What factors might affect the number? Hospitals or physician groups that detect more invasive cancer than the national rate may be doing a better job, or they may have more patients at risk for breast cancer. Hospitals that use 3D mammography may have higher cancer detection rates.
How should you use this measure? Mammography experts suggest looking at this as a subset of the overall cancer detection rate. So weigh the recall rate against the cancer detection rate, then look at the invasive number as a way to refine your assessment of the hospital. As with the CDR, a high invasive CDR is generally good. Keep in mind that the population a hospital serves may affect its cancer detection rate, as Miglioretti describes, above, in discussing that rate.
Exam Room Temperatures
What is this? This is the hospital-reported temperature or temperature range in the room where women have a mammogram.
Why does it matter? Women often complain that exam rooms are too cold, which makes it hard to relax. When a woman is relaxed, there is more breast tissue to place on the mammography plate and screen.
What factors might affect the number? Hospitals say they keep the temperature low in exam rooms to protect the mammography equipment, but they say they raise it as much as possible to keep women comfortable.
How should you use this measure? If being cold makes it difficult for you to relax, you might ask the hospital or clinic if they can provide a warmed blanket, or you could take other steps to help avoid tensing up with the cold.

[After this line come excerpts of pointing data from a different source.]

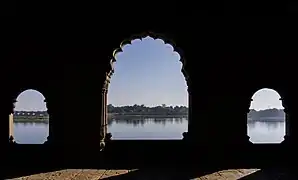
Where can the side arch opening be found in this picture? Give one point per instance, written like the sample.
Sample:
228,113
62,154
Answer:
29,123
266,120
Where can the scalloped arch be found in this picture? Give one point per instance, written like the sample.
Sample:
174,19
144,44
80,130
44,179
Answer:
270,88
154,36
17,93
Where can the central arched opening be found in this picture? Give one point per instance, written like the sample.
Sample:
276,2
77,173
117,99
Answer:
266,120
147,96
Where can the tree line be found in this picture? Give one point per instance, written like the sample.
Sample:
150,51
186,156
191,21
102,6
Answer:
144,110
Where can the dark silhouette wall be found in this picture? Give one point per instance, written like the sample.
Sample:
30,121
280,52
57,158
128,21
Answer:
225,63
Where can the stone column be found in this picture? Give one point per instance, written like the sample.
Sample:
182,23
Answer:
10,119
103,122
186,135
50,136
289,126
244,124
11,125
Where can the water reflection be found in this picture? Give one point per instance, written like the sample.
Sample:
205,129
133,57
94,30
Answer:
266,131
139,121
151,128
147,128
31,132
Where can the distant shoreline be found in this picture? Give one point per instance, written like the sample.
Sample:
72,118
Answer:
110,115
33,120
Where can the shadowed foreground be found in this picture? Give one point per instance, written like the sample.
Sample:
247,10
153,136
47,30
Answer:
170,173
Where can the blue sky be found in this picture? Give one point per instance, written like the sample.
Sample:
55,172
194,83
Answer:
148,72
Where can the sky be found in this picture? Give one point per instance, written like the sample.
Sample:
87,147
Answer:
30,100
265,99
147,72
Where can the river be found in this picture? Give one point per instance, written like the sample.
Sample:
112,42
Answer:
150,128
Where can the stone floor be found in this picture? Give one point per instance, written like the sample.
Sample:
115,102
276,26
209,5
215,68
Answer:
93,174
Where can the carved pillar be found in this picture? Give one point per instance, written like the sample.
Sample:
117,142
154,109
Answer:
10,124
289,126
187,134
246,111
51,134
104,114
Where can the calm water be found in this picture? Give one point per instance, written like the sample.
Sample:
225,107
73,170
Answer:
151,128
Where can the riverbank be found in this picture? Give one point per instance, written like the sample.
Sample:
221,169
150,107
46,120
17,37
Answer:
31,120
126,116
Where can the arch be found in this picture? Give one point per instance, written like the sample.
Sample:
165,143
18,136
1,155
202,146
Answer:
32,115
110,70
155,36
266,115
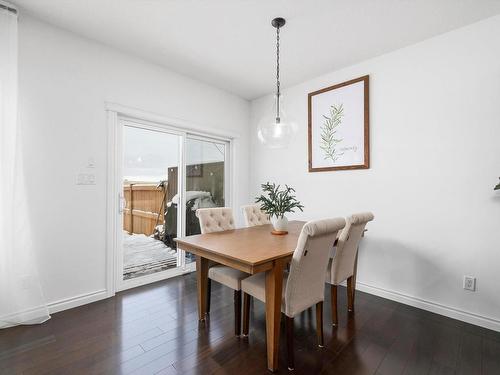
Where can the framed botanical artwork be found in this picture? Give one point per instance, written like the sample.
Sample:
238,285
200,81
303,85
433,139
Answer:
339,127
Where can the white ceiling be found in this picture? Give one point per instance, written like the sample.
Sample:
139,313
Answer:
230,43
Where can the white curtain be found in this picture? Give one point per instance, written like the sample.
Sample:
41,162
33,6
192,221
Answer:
21,297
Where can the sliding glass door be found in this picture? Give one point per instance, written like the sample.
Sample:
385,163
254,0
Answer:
167,174
205,176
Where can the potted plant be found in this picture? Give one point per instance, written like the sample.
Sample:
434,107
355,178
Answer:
276,203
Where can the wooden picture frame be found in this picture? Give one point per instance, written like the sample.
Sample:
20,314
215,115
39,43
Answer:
334,141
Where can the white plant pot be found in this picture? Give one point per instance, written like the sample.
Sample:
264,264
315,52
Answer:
280,224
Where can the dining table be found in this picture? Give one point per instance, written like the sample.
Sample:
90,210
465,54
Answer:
251,250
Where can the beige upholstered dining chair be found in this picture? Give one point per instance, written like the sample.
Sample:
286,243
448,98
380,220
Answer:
217,220
304,285
343,264
254,215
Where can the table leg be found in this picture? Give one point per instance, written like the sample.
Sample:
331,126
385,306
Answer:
274,283
202,284
353,282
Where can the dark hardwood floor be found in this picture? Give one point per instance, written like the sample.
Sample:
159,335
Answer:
154,330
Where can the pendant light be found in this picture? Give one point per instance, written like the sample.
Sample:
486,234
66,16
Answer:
274,129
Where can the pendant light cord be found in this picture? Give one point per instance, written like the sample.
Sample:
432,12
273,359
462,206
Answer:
278,92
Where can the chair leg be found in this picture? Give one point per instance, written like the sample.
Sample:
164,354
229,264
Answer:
246,314
319,323
209,293
237,312
289,342
335,319
350,294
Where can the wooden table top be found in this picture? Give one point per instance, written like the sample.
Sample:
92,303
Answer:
251,246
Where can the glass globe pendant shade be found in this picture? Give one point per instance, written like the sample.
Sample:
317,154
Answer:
275,130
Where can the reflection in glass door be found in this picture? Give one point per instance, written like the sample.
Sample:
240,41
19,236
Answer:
167,174
206,180
149,215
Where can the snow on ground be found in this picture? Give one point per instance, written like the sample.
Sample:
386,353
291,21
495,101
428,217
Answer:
143,255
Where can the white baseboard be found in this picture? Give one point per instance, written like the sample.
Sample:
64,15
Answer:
82,299
434,307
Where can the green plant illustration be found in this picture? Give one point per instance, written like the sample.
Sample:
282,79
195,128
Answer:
328,141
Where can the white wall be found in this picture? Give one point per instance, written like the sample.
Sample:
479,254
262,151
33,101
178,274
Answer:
435,130
64,83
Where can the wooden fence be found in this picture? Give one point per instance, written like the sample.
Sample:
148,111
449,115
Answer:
143,208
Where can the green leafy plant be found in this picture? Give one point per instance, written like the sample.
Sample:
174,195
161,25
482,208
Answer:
276,202
328,130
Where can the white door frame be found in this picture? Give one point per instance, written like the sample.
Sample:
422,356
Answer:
115,114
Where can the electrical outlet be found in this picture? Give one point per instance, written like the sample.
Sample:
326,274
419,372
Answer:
470,283
85,179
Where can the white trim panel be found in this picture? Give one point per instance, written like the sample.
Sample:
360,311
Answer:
434,307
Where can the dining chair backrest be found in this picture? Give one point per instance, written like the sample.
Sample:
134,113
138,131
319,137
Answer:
347,247
306,280
215,219
254,215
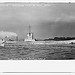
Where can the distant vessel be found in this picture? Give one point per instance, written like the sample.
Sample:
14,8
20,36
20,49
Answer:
30,35
2,42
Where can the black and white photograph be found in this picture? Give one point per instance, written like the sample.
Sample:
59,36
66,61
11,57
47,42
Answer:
37,31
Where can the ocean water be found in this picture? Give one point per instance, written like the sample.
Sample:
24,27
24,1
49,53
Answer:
26,51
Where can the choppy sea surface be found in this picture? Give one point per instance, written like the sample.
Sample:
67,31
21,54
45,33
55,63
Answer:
27,51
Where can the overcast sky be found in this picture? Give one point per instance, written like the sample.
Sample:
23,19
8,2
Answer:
46,21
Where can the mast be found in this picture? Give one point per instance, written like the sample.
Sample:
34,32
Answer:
29,28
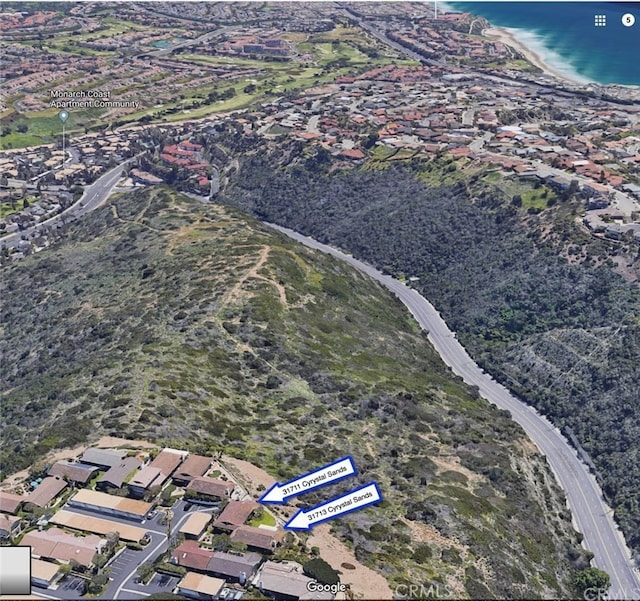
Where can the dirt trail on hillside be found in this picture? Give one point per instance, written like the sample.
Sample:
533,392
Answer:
363,581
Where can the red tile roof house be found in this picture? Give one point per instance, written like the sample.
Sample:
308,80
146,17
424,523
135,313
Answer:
61,546
209,489
257,539
157,472
46,491
190,555
235,514
10,503
80,473
9,525
193,466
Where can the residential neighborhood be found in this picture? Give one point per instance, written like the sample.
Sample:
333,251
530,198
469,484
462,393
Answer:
171,521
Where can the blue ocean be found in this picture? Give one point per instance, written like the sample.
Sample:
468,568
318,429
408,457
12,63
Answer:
565,36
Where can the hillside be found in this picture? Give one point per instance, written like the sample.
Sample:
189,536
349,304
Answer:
536,301
195,326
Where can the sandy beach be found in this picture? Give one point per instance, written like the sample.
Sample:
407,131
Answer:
508,39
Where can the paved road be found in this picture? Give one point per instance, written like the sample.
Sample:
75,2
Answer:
93,196
591,515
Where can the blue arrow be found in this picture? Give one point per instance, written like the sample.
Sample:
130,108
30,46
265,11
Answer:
352,501
334,472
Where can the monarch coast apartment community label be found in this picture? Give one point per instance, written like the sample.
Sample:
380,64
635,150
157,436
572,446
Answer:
15,570
68,99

Who sets the benchmark? We called some of the leading machine manufacturers and asked: How cold does the room need to be? The machines can operate within a wide range of temperatures: 68 to 86 degrees. The optimal temperature is between 72 and 76.
What is this? Many women say this test is uncomfortable or makes them feel anxious. We asked hospitals to list the steps they take to make the experience more pleasant and less anxiety producing. (In addition to the brief comfort measures in the table, see our longer post here.)
Why does it matter? Women who are uncomfortable or anxious are less likely to have regular mammograms.
What factors might affect the measures? Hospitals and clinics have different cultures or personalities that you may see reflected in their approach to patients and this test.
How should you use these measures? If you have suggestions for steps a hospital or clinic could take to improve your comfort, tell them.
Who sets the benchmark? You do.
Why does it matter? The Affordable Care Act says insurers must pay the full price of a mammogram because it is a preventive test.
But there are at least three reasons to pay attention to the price. First, if you are called back for a second test, the first one may be labeled diagnostic, not prevention, and you’ll be charged as you would for any other service. Second, your insurance company still pays, so spending more than needed will affect your insurance premiums in the long run. And third, balancing cost and quality will help you chose the best value test, even if you’re not on hook for the price right away.
What is this? We’ve listed the price of a 2D mammogram at each hospital. This is the price Blue Cross Blue Shield of Massachusetts, the state’s largest insurer, would pay for a member who has a PPO plan. There is no uniform price for a mammogram. Each health plan negotiates a price with each clinic and hospital.
Some hospitals offer 3D mammography. Some, but not all, insurers cover the test. (A note for consumers: A few hospitals that offer the test say they bill for a 2D mammogram and absorb the additional cost if a patient’s plan does not pay for 3D mammography. If you have a high-deductible plan or intend to pay cash for this test, you might want to get a cost estimate in writing in advance.)
What factors might affect the number? Some hospitals in Massachusetts use their market clout to demand higher rates, according to reports from the state attorney general.
Who sets the benchmark? There is no uniform or recommended price for a mammogram.